Pro: A joint student account can be a convenient way to manage shared expenses while reducing monthly banking costs. It facilitates financial transparency and makes setting up recurring bill payments easy. 

Con: If your relationship sours, untangling your finances could become complicated. 

Since the second account holder can withdraw funds any time they wish, it’s crucial that you only open a joint account with someone you truly trust. 

In the same way, both parties are liable for any debts or fees incurred through the account, including overdraft balances, which may affect both of your credit scores.

Alternatives to a joint bank account

Joint accounts aren’t the only way couples manage their finances together.

Consider these alternatives if you’re not ready (or able) to open a joint account with your partner.

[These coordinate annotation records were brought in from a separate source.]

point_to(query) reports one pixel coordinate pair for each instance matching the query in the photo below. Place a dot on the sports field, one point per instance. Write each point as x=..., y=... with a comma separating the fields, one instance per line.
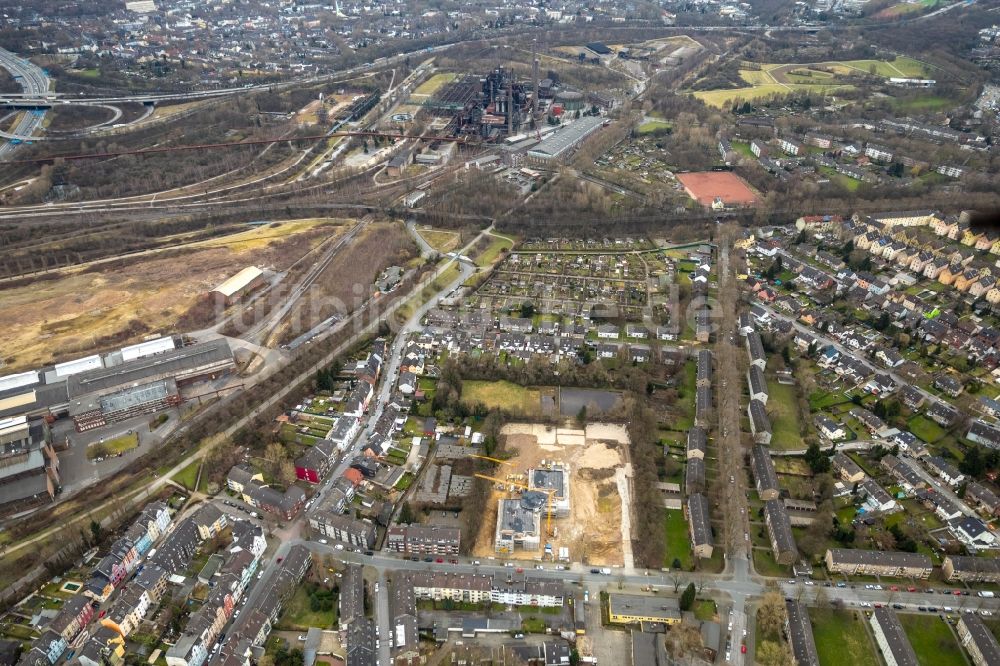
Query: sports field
x=705, y=186
x=767, y=79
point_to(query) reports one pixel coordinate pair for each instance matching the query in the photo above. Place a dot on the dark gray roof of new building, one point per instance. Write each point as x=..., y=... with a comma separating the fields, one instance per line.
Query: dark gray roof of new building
x=800, y=634
x=758, y=384
x=701, y=525
x=985, y=432
x=704, y=365
x=175, y=553
x=168, y=363
x=763, y=468
x=898, y=643
x=703, y=399
x=888, y=558
x=970, y=564
x=694, y=476
x=352, y=594
x=755, y=347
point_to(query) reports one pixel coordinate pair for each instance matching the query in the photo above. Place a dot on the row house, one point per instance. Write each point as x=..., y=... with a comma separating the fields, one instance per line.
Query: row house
x=943, y=508
x=905, y=475
x=896, y=564
x=944, y=470
x=315, y=464
x=75, y=614
x=971, y=569
x=982, y=498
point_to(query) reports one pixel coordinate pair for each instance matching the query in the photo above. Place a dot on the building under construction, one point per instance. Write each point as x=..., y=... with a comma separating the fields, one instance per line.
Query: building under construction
x=491, y=108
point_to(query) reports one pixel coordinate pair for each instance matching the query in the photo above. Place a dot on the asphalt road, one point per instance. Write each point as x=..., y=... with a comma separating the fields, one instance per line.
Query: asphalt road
x=34, y=82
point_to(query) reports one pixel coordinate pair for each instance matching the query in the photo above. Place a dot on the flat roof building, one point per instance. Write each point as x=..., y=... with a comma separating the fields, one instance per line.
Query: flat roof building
x=518, y=526
x=878, y=563
x=700, y=526
x=240, y=284
x=561, y=142
x=552, y=478
x=635, y=609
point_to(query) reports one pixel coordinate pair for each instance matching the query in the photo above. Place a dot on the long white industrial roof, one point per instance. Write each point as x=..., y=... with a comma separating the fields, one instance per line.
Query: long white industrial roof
x=148, y=348
x=239, y=281
x=16, y=381
x=79, y=365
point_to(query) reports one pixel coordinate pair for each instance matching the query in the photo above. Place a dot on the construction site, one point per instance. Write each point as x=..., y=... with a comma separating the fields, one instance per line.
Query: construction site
x=562, y=495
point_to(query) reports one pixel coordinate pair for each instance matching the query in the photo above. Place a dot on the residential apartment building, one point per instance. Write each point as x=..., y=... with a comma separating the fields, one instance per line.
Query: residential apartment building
x=360, y=533
x=700, y=526
x=799, y=632
x=878, y=563
x=970, y=569
x=978, y=640
x=423, y=539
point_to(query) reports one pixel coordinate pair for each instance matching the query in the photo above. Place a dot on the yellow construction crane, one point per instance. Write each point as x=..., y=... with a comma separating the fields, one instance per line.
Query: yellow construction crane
x=550, y=493
x=496, y=460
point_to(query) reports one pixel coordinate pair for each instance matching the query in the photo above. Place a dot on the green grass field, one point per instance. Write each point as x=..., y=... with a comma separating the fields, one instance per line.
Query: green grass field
x=822, y=78
x=114, y=446
x=820, y=400
x=435, y=83
x=932, y=640
x=743, y=148
x=653, y=126
x=841, y=638
x=442, y=241
x=705, y=610
x=188, y=476
x=782, y=406
x=678, y=542
x=925, y=429
x=502, y=395
x=846, y=182
x=299, y=615
x=493, y=250
x=924, y=103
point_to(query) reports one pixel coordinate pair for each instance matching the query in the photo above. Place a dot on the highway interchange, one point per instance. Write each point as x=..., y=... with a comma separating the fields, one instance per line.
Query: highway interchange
x=34, y=82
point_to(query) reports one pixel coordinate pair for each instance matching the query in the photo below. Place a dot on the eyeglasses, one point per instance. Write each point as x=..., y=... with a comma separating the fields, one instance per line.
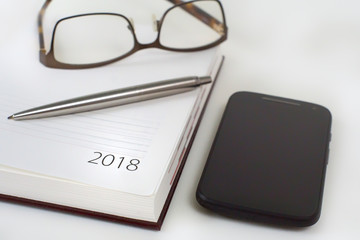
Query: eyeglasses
x=96, y=39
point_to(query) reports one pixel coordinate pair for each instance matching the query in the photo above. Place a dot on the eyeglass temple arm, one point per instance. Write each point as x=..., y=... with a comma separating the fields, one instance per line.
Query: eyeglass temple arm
x=40, y=27
x=202, y=16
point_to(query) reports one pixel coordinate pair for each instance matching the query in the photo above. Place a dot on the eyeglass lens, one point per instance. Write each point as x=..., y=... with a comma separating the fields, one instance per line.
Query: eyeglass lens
x=94, y=38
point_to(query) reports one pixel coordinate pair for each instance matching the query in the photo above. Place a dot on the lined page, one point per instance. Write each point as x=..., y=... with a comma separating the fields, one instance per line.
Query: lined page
x=126, y=148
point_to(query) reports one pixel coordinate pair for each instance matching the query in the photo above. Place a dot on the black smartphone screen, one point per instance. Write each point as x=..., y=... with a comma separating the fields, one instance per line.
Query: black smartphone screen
x=268, y=160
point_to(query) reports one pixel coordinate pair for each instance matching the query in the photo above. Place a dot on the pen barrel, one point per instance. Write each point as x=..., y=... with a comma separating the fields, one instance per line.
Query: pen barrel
x=114, y=98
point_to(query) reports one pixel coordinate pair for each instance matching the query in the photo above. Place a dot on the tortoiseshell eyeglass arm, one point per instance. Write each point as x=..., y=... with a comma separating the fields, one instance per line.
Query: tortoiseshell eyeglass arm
x=203, y=16
x=40, y=30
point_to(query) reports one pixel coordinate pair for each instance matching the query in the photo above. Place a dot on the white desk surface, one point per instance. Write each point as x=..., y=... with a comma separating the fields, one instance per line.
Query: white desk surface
x=307, y=50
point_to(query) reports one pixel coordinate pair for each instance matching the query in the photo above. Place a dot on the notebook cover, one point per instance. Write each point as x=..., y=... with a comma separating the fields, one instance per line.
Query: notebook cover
x=135, y=222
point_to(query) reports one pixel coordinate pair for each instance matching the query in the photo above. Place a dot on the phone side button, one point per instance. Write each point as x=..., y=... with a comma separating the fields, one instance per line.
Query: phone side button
x=327, y=156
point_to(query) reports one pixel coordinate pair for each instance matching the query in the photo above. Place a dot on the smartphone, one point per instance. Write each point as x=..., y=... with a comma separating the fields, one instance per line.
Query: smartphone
x=268, y=160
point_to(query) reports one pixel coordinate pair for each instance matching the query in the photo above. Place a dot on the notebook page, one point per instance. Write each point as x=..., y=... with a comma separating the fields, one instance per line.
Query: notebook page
x=124, y=148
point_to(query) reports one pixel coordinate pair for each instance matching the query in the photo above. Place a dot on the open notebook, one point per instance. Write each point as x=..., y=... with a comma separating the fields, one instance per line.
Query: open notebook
x=120, y=163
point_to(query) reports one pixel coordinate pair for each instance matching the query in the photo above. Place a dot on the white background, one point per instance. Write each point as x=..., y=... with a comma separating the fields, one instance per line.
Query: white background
x=301, y=49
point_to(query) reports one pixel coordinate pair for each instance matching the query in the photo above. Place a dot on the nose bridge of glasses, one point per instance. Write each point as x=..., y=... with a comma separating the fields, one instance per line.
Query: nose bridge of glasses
x=146, y=32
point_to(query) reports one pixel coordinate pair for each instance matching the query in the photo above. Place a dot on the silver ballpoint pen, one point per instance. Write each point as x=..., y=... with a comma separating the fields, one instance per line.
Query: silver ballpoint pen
x=113, y=98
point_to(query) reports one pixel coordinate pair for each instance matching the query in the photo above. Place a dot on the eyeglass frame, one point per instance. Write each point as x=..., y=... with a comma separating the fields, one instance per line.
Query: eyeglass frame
x=48, y=59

  • Add your partner as an authorized user on your credit card: Authorized users can spend up to your card limit, making it easier to share expenses even if you aren’t sharing a bank account. You can use your credit score to help your partner build theirs through this arrangement. Just be aware that you are responsible for any debt an authorized user accumulates. 
  • Create a joint budget: Developing a budget won’t facilitate money management the way a shared account would, but it can ensure you and your partner are on the same page about managing finances. Using a budgeting app or a shared spreadsheet makes it easy to maintain transparency and create a unified financial plan. 
  • Use a shared prepaid card: Prepaid cards function similarly to debit cards in that they are backed by cash. You do not have to pass a credit check to open one, and they may require less documentation than opening a bank account. Loading a prepaid card that you share with your partner ensures they can access funds to make purchases and pay bills in Canada.